Figure 2: Where should investors go when the Fed ends its hike? History suggests quality equities
Average returns after Fed hiking cycle ends, 1989-2022 (%)
Past performance does not predict future returns; losses may be made.
Source: Ninety One, with data from FRED Economic Data, St. Louis FED and Morningstar Direct. Calculated from 31 August 1984 to 31 March 2023. Returns are calculated from the month when the Fed stops raising rates for peak rates periods in 1984, 1989, 1995, 2000, 2006 and 2018.

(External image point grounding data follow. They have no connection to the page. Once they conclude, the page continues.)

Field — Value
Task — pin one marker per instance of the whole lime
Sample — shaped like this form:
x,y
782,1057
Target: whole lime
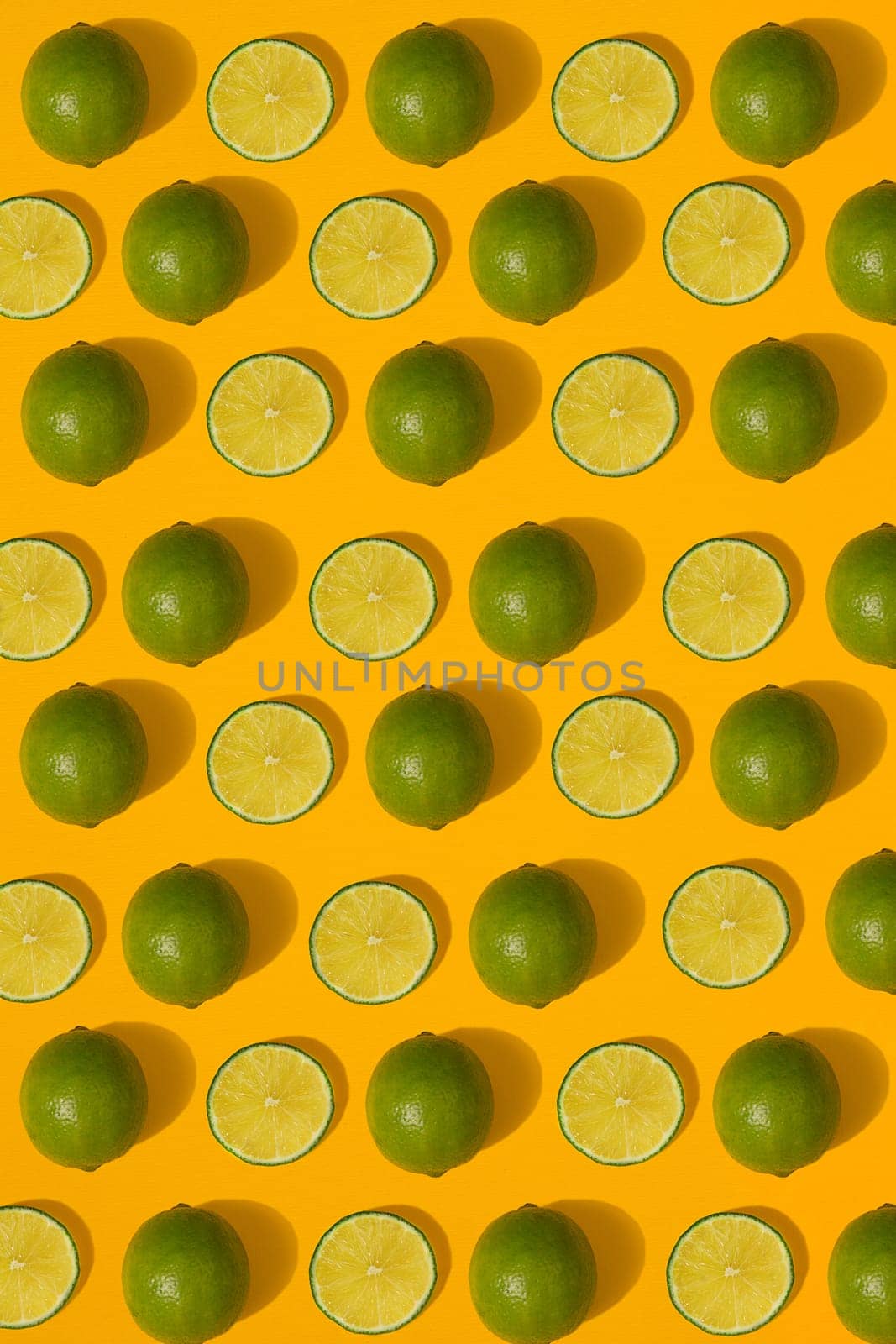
x,y
532,593
429,757
83,1099
85,413
774,410
186,595
429,94
774,757
186,1276
532,1276
186,253
862,253
532,936
85,94
83,756
429,1104
532,253
186,936
862,596
777,1104
774,94
429,413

Yet it is fair to state that sectors such as staples and healthcare generally have lower levels of growth, so investing in other high-quality opportunities that offer long-term growth is important to balance a portfolio. Semiconductors, for example, have attractive structural growth trends – with some predicting the industry will top US$1 trillion by 2030. But because of inherent cyclical risks, it is important to seek out companies with sound business fundamentals and compelling long-term growth prospects. Dutch company ASML1 provides the machines that are critical in the semiconductor manufacturing process and its monopoly position in the market has translated into an order book above 40-billion euros – a record for the company – offering long-term visibility.
Coming out of the pandemic, the growth in the leisure sector has been robust, reflecting people’s pent-up demand for holidays. Booking Holdings, an industry-leader in online travel, is well positioned to capitalise on the recovery in the tourism space, and it has provided an upbeat forecast for the year. Room nights booked in Q1 2023 were 26% higher than equivalent 2019 levels, and the online giant is expecting percentage growth for gross bookings in the low teens compared with 2022 levels.

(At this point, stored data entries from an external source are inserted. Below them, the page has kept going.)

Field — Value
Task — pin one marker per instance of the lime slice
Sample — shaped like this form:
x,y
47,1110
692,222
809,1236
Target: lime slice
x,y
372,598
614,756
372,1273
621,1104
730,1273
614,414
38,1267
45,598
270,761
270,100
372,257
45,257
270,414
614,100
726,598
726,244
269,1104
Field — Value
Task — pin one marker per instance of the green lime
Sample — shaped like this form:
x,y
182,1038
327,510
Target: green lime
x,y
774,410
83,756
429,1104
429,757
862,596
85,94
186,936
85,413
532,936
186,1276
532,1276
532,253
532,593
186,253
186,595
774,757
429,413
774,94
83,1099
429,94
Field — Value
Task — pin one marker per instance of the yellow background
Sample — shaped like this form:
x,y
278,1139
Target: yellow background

Now that the ‘free-money’ era has ended, it’s time to dust off the old investment playbook and revisit the good, old-fashioned principles of investing. We are going back to a world where fundamentals matter. The problem with businesses that are merely cheap is that their valuation does not protect you when the fundamentals change for the worse. Cheap shares can be very risky in a difficult market environment.
We expect balance sheets and earnings to take centre stage this year. Geopolitical uncertainty will prevail, but inflation is likely to moderate as demand cools and companies and individuals repay their debt. The global companies we hold are well positioned to navigate the tough macro environment. Their strong pricing power and low debt levels are a powerful buffer against restrictive financial conditions. The fundamentals of these high-quality companies remain strong. We are confident about the runway for growth and the ability of these companies to compound their cash flows. Despite tough conditions, there is money to be made – high-quality businesses with exceptional fundamentals should come into their own.

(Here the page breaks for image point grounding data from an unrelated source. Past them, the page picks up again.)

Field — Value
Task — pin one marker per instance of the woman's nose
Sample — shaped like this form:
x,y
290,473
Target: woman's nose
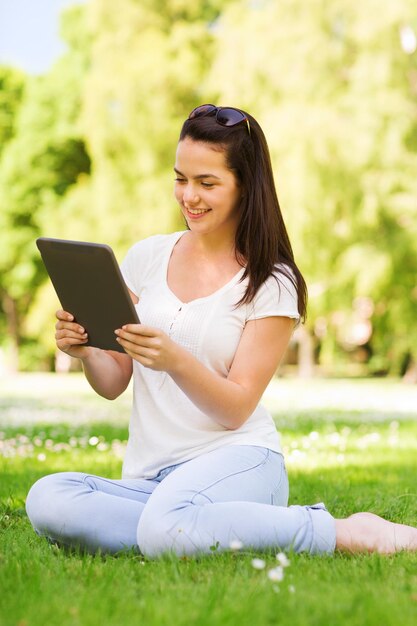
x,y
190,196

1 This is not a buy, sell or hold recommendation for any particular security.
General Risks. All investments carry the risk of capital loss. The value of investments, and any income generated from them, can fall as well as rise and will be affected by changes in interest rates, currency fluctuations, general market conditions and other political, social and economic developments, as well as by specific matters relating to the assets in which the investment strategy invests. If any currency differs from the investor’s home currency, returns may increase or decrease as a result of currency fluctuations. Past performance is not a reliable indicator of future results. Environmental, social or governance related risk events or factors, if they occur, could cause a negative impact on the value of investments.